The Flood: It’s happening now.
It started on Saturday when something inspired me to watch Anne of Green Gables. Still in my pajamas, I had no agenda, the whole day lay before me and I was missing my sister. To be honest, I was a little bit surprised at how much I missed her. I lit a stick of incense, slipped the DVD into the thingamajig and proceeded to bawl for the duration of the film.
Anne Shirley the orphan girl fell under the enchantment of the Avenue and the Lake of Shining Waters as Matthew Cuthbert drove horse and buggy home to Green Gables. As she tucked her arm into Matthew’s with a painfully innocent trust, her eyes were brimming with open anticipation of a new life. I think my tears began to well up at that moment of tenderness. Her raw, naked hope animated her face for all to see.

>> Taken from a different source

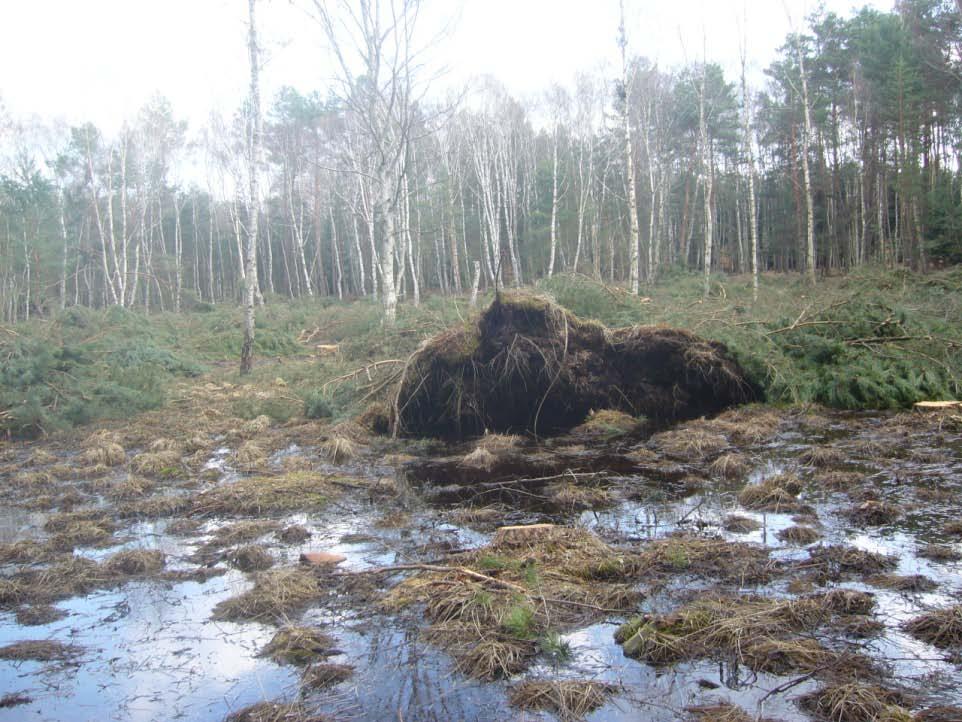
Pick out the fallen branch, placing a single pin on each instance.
(366, 370)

Once the mistake became apparent that the Cuthberts had wanted a boy, not a girl, Anne cried out, stricken, “You don’t want me? I should have known – no one ever did want me!” Well, then the floodgates opened and I was pretty much lost in the terrible longing of Anne Shirley , totally invested in her journey and cause as she found her way into the hearts of the established village on Prince Edward’s Island, ultimately finding a true family, true friends, and a true home. She was forever on the lookout for kindred spirits.

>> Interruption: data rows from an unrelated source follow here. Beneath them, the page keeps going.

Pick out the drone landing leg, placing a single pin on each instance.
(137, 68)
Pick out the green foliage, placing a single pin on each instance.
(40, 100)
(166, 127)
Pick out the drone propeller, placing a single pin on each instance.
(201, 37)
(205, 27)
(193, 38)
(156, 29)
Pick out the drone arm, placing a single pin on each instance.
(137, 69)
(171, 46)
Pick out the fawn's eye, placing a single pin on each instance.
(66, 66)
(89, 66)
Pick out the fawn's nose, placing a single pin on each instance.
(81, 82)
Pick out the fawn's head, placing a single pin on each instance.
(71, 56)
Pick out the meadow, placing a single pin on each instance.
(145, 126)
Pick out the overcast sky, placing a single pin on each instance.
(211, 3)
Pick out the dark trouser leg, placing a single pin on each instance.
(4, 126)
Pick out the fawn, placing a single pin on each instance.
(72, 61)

Nothing to be done. I miss my sister. I miss the childish, innocent times we spent playing games together, pretending at make believe, tending to litters of kittens and decorating the Christmas tree. Once I beaded a fantastic Indian bracelet – she showed me how. Early times before the illness started, before the suffering began.
I hear her voice in my heart these past few days, reassuring me. When I think I’ve messed up, or made a mistake or fallen short of expectations that are mostly self imposed, I see her face, tsk tsking me, saying, Oh, it’s alright, it’ll be alright. You did good. You did fine. Don’t worry so much.
I hear her saying I’ll always be your big sister. I hear her in my heart more clearly than I did when she was living. Am I being haunted? Is it simply what I wish she’d say? Is her soul somehow blossoming on the other side of who knows what and God only knows where, up out of the mud into the clean clarity of transcendent love, and that love, it is speaking to me, calling to me, clear as a bell?
Will this happen to each one of us? Will this happen to you and me, when we pass from this physical plane? Our true spirit, shining through the muck and mire of flesh and passions and disease and petty complaints? Making ourselves known more truly to the ones who love and remember us?
This is what I guess. This is what I imagine. And the flood of emotion. It’s happening now. The missing her. The loving her. I’m crying but I am also glad.